Why have classic track artist fields?

This is a very valid point, and something which makes me angry whenever I think about it. In many places, the musicbrainz db is built in a very clean way, but those artist fields do not make much sense, in particular the recording artist IMO.

Release artist makes sense. To state the artist(s) which are credited on the front cover. Track artists would make sense if they were used in the same function (state who is (prominently) credited for each track), but the guidelines instruct us to use them in a different way. Recording artists are totally needless IMO. Relationships are much better. And if some tagger software really needs a recording artist string, we should design the relationship framework to build one from the given data (like adding a checkbox “important artist” to the performer relationships, which is used for selecting the artist for the “recording artist” string).
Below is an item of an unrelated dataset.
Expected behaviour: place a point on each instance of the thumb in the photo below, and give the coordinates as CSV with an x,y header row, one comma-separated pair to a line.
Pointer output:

Concerning classical music (fits also the thread How to help people with classical editing?): The artists issue was the biggest obstacle for me when I started editing classical music. To memorize the strange rule “Release: Composer; performer – track: composer – recording: performer” which just feels arbitrary and needlessly complicated. As I said, release artist is fine. For the (questionable) track and recording artists: Why not at least use the same rule “composer; performer” for all? It’s unnecessarily hard to memorize the strange rules, and additionally it’s not so easy to get everything correctly into the database. The best way (without using scripts which is something we should not expect from newbies) is first to set the track artist to the performer and push that change to the recordings, and then to change the track artist to the composer without pushing. Isn’t that insane?